Let's say Boston elects to include Brown. Wouldn't you hold back on adding draft picks to a deal?

Pelton: That's a fascinating question and one I'm not sure I can answer until after free agency plays out. How much the Celtics should be willing to offer here depends in large part on their confidence in re-signing Leonard as a free agent.

If Leonard is really set on playing for the Lakers, I'd feel a lot more comfortable making a big offer if the Lakers use their cap space this summer to sign LeBron James and another player, which would take them out of the market for free agents in the summer of 2019. (James and another max free agent alone would prevent them from creating max space, even if they traded everyone else on the roster.)

I do think it's interesting that conventional wisdom has assumed that the Celtics will act aggressively in pursuing Leonard after they were unwilling to do what it took to get Jimmy Butler or Paul George last summer. (Though, depending on whom you ask, their offer for George might have been more attractive in a vacuum at the time than what the Indiana Pacers got.)

Yes, Danny Ainge dipped into the stockpile of draft picks to add Irving last summer. But knowing what we know now about Isaiah Thomas' health, that looks more like a deal too good to pass up than a case of Boston going all-in on a star player. Yes, Leonard is surely the best player of this group. Still, I don't think the Celtics are going to offer as much for him as a possible rental as they would a player under contract for several years.

Ranking Boston's best pieces

Pelton: Let's wrap up by pondering this question: Which of Boston's players and picks have the most trade value?

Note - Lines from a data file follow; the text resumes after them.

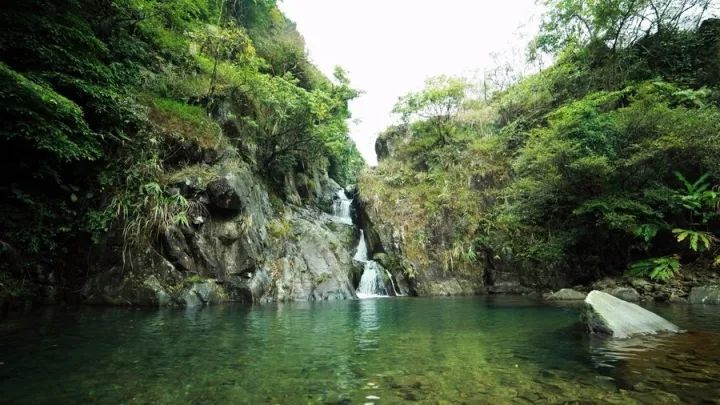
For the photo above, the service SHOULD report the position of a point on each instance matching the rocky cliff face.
(238, 246)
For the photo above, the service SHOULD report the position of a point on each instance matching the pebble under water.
(495, 349)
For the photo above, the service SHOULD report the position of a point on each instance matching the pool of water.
(473, 349)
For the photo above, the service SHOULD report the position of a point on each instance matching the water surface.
(385, 350)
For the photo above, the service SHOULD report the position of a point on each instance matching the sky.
(390, 47)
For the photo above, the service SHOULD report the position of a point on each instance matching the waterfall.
(341, 207)
(372, 283)
(361, 252)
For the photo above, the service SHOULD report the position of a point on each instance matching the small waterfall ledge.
(372, 282)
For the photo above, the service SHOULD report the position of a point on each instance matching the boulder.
(566, 294)
(709, 294)
(612, 316)
(624, 293)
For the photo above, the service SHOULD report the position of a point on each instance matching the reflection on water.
(484, 349)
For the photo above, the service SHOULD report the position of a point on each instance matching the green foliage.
(280, 228)
(97, 96)
(36, 114)
(619, 23)
(570, 173)
(658, 269)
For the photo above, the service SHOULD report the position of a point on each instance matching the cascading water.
(372, 283)
(341, 207)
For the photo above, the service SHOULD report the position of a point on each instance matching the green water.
(473, 350)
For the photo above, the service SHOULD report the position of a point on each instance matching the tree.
(616, 23)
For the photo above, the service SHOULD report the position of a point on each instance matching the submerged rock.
(612, 316)
(566, 294)
(709, 294)
(624, 293)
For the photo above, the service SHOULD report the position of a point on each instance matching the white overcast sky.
(389, 47)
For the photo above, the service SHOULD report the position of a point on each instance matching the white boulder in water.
(612, 316)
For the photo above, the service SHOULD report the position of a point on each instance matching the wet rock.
(642, 285)
(604, 284)
(624, 293)
(709, 294)
(612, 316)
(566, 294)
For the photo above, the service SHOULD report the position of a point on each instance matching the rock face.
(566, 294)
(709, 294)
(612, 316)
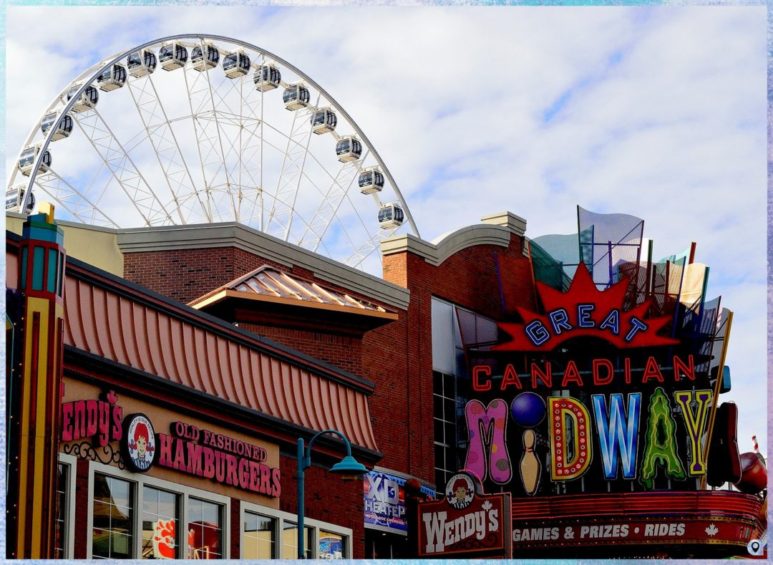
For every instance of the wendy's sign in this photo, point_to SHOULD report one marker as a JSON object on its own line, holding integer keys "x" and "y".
{"x": 588, "y": 397}
{"x": 466, "y": 523}
{"x": 218, "y": 457}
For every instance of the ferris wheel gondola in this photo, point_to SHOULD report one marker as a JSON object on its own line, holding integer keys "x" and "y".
{"x": 86, "y": 101}
{"x": 63, "y": 128}
{"x": 112, "y": 77}
{"x": 172, "y": 56}
{"x": 295, "y": 97}
{"x": 204, "y": 57}
{"x": 236, "y": 64}
{"x": 267, "y": 77}
{"x": 348, "y": 149}
{"x": 202, "y": 147}
{"x": 371, "y": 180}
{"x": 27, "y": 160}
{"x": 323, "y": 121}
{"x": 141, "y": 63}
{"x": 390, "y": 216}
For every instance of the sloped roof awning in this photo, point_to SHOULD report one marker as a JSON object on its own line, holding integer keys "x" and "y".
{"x": 115, "y": 320}
{"x": 268, "y": 290}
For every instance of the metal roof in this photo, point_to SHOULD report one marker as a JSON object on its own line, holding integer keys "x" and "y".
{"x": 269, "y": 284}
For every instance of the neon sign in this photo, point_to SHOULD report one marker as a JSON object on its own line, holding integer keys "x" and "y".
{"x": 587, "y": 390}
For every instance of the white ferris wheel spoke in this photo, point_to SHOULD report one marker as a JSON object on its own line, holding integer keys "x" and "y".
{"x": 188, "y": 144}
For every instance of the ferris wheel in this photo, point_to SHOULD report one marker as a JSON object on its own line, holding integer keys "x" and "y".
{"x": 192, "y": 129}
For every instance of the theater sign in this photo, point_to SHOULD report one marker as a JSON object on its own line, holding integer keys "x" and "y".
{"x": 588, "y": 396}
{"x": 466, "y": 523}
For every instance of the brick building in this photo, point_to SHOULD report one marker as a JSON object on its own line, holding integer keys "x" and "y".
{"x": 386, "y": 360}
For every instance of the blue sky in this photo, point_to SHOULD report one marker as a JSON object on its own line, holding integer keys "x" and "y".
{"x": 658, "y": 112}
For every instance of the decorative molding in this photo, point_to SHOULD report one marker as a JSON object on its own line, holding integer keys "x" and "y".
{"x": 106, "y": 455}
{"x": 436, "y": 253}
{"x": 515, "y": 224}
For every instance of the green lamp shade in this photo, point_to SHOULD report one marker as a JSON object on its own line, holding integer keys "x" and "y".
{"x": 349, "y": 466}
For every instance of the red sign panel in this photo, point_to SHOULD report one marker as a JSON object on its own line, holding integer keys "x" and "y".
{"x": 482, "y": 527}
{"x": 621, "y": 531}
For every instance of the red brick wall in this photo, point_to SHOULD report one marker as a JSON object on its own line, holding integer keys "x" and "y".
{"x": 398, "y": 357}
{"x": 327, "y": 498}
{"x": 189, "y": 273}
{"x": 342, "y": 351}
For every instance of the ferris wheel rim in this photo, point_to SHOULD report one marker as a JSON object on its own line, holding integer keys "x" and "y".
{"x": 88, "y": 76}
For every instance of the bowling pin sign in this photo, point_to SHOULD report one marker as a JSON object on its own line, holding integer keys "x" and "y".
{"x": 530, "y": 466}
{"x": 528, "y": 410}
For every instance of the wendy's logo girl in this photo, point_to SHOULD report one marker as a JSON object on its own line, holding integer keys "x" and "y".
{"x": 139, "y": 442}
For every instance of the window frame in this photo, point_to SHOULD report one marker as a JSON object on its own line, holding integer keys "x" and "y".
{"x": 68, "y": 535}
{"x": 280, "y": 517}
{"x": 139, "y": 480}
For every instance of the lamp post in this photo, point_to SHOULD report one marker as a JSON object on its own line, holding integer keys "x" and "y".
{"x": 346, "y": 466}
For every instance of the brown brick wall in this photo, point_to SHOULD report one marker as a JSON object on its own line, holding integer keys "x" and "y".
{"x": 189, "y": 273}
{"x": 397, "y": 357}
{"x": 342, "y": 351}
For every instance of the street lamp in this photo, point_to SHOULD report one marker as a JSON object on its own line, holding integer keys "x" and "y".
{"x": 346, "y": 466}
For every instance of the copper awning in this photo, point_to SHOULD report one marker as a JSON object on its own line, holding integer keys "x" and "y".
{"x": 121, "y": 322}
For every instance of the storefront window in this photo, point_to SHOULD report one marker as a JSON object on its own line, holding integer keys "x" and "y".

Marks: It pains me to say this because I was part of that Brooklyn front office involved in the infamous trade with the Celtics, but Tatum and Brown have the most trade value on the Boston roster.

As I wrote in the Celtics' offseason focus, Boston has two players in Brown and Tatum on controllable rookie contracts for at least the next two seasons. They will combine to earn $11 million in 2018-19, are potential All-Stars and have proved they can play at a high level -- as evidenced by the playoffs this past season. Don't get me wrong, Kawhi Leonard is a top-five NBA player, but paying him $32 million in 2019-20 when the Celtics' duo earns half that would make me pause.

Boston's future draft assets are still absurd: The team could have four first-round picks next June. The Sacramento first (protected only if it's No. 1 overall) is the crown jewel because the Kings are still rebuilding even after missing the playoffs for 12 straight seasons. The depth in the Western Conference means we likely will see Sacramento in the lottery once again.

Pelton: No doubt, Tatum is the Celtics' most valuable player in terms of trade value. I might put the Sacramento pick ahead of Brown, who still has to prove that he can remain an above-average 3-point shooter after improving from 34 percent to nearly 40 percent in his second season.

We'll know more about where to project the Kings when we find out how much talent they add this offseason. Like the Nets last year, Sacramento won't have any incentive to lose games late in the season. That could hurt the pick's value, though the change to the lottery format would still mean a decent chance of it landing Nos. 2-4 in that case.

The protected pick the Memphis Grizzlies owe Boston from the Jeff Green trade is a sleeper. If the pick ends up in the top eight next year -- a distinct possibility if Memphis suffers injuries like this season -- it's top-six protected in 2020 and potentially unprotected in 2021, when Marc Gasol will be 36 and Mike Conley 33.

We've gotten this far without even mentioning Terry Rozier, whose emergence during the playoffs made the idea of an Irving for Leonard swap plausible. Rozier has demonstrated that he could be a low-end starting point guard, and he is making just $3 million in the last year of his rookie contract, so he'd surely command a pick in the back half of the first round if the Celtics were to make him available.

Add it up, and Boston is in enviable position to win any bidding war for a superstar on the trade market. The question now is whether the Celtics are willing to go deep into the treasure chest to take a chance on re-signing Leonard.